When Padre Pio was in the military in Naples

by Federico Quagliuolo

Padre Pio of Pietrelcina, the miraculous man par excellence, also passed through Naples. And he did not do it in religious garments, but as a soldier, with a rifle in hand and with the uniform. A truly unusual image for the saint!

It was in fact the year 1915 and Italy, after many hesitations and internal struggles, decided to go to war secretly betraying former German and Austrian allies. Thus, as the Alps began to transform into a cemetery made of trenches, mud and bloody battles, mandatory call cards arrived nationwide for the National service, leading an entire generation to slaughter.
The famous "pink postcard" also arrived in the small Pietrelcina and was addressed to 28 year old friar Francesco Forgione, which at the time was not yet known for its miracles, but already had serious health problems and he was already known for his divine visions.

These visions, however, mattered little to the Italian state: any force was needed for support the national cause in the Great War.

Padre Pio military
Padre Pio military

Padre Pio in Naples

The young friar was initially assigned to Benevento and subjected to the ritual visits, where he was diagnosed with phthisis.

but he was soon moved to themilitary hospital of the Holy Trinity of Naples, which no longer exists, but was nearby of the Infrascata, the current Via Salvator Rosa. Here too the stay was short: Forgione was visited by Pietro Castellino, a physician of great fame, that he he sent off on leave for a few months in Pietrelcina.

The State, however, he knocked again on the door: the license it was over in 1917 and the Italian troops were in disarray on a front hundreds of kilometers away from Naples: the military, with the cardboard boots and ancient weapons, faced the fearsome Austrian troops with the morale in pieces and the enemies more and more looming. Caporetto was at the gates.
Just in these years a young japanese, Harukichi Shimoi, he hung out on the front, telling the state of the war in the newspapers of Naples.

A military service under the banner of torment

The return to the city of Forgione was not the best: chronic pain tortured him, he breathed with immense difficulty and walked with difficulty. He presented wounds on the body and the frail physique would have made him cannon fodder in any battlefield. But the country needed men, even in half service. And the colonel in charge of the military hospital rated the soldier Forgione as "adept at office work". And he obeyed, albeit with numerous licenses because of the sudden fevers and respiratory crises.

A famous episode of Padre Pio's life during the war, for example, was that of fever of 52 degrees, who went up to him in San Giovanni Rotondo.
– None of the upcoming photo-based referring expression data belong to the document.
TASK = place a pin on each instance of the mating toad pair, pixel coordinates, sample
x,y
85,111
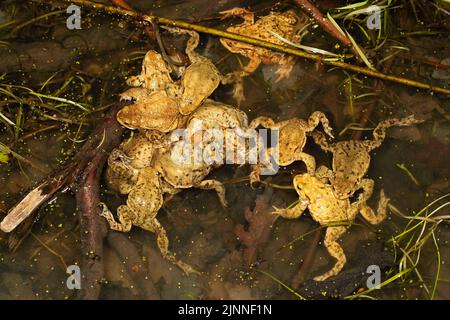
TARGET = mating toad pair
x,y
143,168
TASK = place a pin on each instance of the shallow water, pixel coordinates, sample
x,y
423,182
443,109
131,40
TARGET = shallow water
x,y
202,233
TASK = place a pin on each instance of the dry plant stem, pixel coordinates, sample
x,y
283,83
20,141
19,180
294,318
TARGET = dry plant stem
x,y
107,130
93,228
315,13
378,87
260,43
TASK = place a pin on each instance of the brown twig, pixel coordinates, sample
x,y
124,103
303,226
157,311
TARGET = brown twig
x,y
84,171
93,227
261,43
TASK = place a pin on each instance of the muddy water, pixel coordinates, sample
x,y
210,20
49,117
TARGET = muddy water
x,y
201,232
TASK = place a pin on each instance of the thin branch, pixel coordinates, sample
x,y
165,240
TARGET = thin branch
x,y
260,43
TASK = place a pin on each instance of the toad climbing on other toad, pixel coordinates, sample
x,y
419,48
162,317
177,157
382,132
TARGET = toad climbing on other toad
x,y
291,141
265,28
159,102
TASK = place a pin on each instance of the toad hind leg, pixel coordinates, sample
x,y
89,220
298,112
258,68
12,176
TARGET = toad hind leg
x,y
216,185
335,250
291,213
286,65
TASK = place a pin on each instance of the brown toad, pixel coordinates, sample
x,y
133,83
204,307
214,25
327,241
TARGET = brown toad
x,y
265,28
159,102
153,164
291,140
351,159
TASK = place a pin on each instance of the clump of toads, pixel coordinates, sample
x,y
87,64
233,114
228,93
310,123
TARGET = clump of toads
x,y
143,166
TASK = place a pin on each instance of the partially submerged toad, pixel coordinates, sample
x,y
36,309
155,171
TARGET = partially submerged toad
x,y
351,158
152,164
268,28
291,141
161,103
336,214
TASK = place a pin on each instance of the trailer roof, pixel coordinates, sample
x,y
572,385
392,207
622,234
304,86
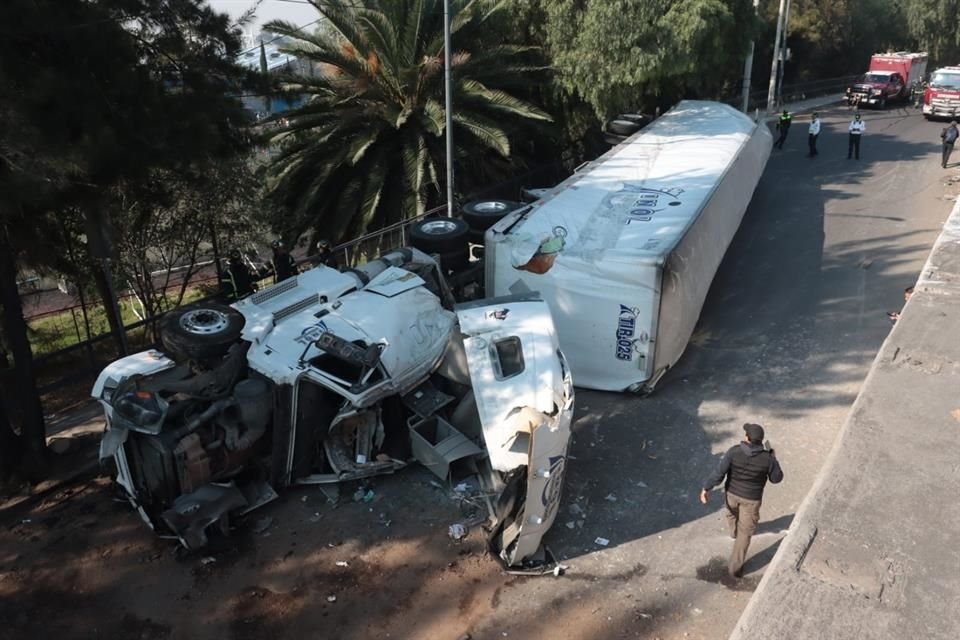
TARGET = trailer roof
x,y
636,201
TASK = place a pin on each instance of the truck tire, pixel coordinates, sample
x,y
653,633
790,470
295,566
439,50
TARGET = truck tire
x,y
455,260
483,214
440,235
201,331
623,127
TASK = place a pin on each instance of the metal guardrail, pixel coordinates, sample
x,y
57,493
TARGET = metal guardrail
x,y
795,92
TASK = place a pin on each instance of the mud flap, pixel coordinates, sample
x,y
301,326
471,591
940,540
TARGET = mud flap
x,y
191,514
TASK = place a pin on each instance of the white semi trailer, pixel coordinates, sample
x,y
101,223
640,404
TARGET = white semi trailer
x,y
624,251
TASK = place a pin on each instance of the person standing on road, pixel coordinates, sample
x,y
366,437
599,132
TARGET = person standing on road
x,y
813,133
856,129
324,255
949,137
744,469
783,126
283,263
241,280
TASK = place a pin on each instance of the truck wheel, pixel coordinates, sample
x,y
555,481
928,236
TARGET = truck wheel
x,y
483,214
440,235
455,260
201,331
623,127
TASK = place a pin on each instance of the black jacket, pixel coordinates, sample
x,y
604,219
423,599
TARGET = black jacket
x,y
284,265
747,467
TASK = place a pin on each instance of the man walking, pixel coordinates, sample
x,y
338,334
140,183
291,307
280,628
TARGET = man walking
x,y
238,276
949,137
783,126
746,467
284,265
814,131
856,129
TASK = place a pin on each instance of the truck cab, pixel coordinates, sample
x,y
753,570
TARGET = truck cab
x,y
941,98
876,88
330,377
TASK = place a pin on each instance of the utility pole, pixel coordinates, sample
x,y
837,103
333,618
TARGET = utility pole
x,y
448,99
783,53
748,67
772,90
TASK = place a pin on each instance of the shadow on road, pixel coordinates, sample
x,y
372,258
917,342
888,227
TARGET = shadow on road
x,y
789,328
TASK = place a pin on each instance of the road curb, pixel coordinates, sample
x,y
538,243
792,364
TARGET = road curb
x,y
940,277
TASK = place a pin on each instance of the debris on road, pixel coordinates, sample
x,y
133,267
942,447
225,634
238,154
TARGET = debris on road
x,y
262,524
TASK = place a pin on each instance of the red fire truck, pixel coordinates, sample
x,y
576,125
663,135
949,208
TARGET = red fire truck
x,y
889,78
942,95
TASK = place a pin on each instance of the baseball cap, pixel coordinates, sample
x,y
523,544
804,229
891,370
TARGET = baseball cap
x,y
754,432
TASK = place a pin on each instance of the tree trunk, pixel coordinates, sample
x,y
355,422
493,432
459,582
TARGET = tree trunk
x,y
98,243
33,435
11,449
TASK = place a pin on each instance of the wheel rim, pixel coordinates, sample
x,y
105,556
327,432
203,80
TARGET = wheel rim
x,y
204,321
492,206
438,227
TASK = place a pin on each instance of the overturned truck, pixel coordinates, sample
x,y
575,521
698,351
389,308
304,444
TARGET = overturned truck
x,y
329,377
624,251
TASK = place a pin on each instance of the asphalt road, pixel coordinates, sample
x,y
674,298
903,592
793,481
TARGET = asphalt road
x,y
794,318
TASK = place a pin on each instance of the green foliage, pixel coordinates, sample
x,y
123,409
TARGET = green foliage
x,y
934,25
618,54
831,38
367,148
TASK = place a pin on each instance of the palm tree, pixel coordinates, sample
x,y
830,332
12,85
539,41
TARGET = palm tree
x,y
366,148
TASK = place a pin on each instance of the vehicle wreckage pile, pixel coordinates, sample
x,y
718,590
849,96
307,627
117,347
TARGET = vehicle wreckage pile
x,y
330,377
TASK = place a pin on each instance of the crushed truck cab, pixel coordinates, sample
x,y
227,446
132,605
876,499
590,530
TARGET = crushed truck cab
x,y
329,377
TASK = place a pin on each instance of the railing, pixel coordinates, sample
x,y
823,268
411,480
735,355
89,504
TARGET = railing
x,y
795,92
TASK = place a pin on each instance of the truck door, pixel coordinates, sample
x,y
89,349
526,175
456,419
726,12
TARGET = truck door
x,y
524,396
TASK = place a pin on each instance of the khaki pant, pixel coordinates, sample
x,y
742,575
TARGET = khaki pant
x,y
742,518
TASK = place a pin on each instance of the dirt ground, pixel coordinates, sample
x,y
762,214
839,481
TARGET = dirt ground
x,y
81,564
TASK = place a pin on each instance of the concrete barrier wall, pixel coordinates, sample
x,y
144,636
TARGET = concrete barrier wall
x,y
874,550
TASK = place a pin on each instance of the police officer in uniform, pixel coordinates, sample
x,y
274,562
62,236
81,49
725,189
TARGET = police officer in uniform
x,y
324,255
283,263
783,126
239,276
813,134
856,129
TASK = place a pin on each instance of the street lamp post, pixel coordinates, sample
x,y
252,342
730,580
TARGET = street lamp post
x,y
748,67
772,91
448,106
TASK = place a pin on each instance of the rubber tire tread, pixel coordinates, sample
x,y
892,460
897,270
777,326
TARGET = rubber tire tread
x,y
483,220
440,243
179,343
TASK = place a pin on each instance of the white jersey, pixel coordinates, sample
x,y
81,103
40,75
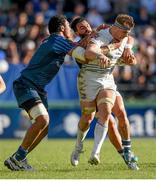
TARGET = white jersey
x,y
92,78
104,38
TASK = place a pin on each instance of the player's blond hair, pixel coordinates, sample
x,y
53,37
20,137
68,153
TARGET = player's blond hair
x,y
125,21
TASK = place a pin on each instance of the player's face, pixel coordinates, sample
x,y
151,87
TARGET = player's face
x,y
83,28
67,30
120,34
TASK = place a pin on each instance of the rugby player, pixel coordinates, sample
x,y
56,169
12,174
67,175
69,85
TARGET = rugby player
x,y
82,28
29,87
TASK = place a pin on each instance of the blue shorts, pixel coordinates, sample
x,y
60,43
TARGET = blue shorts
x,y
25,92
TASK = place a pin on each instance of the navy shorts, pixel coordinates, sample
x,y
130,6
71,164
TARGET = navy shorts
x,y
28,95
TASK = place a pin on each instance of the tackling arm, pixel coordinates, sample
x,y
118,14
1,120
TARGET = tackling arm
x,y
2,85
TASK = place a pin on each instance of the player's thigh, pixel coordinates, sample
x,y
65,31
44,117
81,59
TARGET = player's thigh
x,y
118,104
105,100
88,109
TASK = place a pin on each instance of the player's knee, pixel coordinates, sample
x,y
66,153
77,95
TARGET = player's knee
x,y
88,117
88,112
121,114
111,124
39,113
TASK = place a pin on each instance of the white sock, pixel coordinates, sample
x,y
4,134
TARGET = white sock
x,y
80,138
100,133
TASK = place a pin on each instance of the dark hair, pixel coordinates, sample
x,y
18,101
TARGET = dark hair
x,y
125,20
75,22
55,23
According to the hagiographic stories, it is said that despite the thermometers exploded after being placed on his body, he was perfectly cold.

When Padre Pio was in the military in Naples

The dismissal

The stay in Naples of Padre Pio was a torment even on days without physical pain: in many letters he told his family and his brothers superiors that he could not celebrate mass and even she burst into tears when he had the opportunity to go to pray in the church of the Trinity at Caesarea.

It was now 1918 and, together with the physical endurance of Padre Pio, even the war was coming to an end thanks to the Neapolitan Armando Diaz. The soldier in the habit, now thirty years old, was so exhausted by pain that he could not even walk anymore.

TO visit it for the last time the greatest luminary of Neapolitan medicine thought about it: Antonio Cardarelli. The doctor called it unfit for military service and with a signature made him conclude experience in the ranks of the Army.

The friar of the Gargano will never return to Naples, at least in life. But it cannot be said that it is not ubiquitous in the city, between a santino in the wallet and one expanse of votive icons scattered among the thousand churches of Naples.

-Federico Quagliuolo

Thanks to Carlo Restaino for suggesting this to us interesting theme. Support Naples Stories too!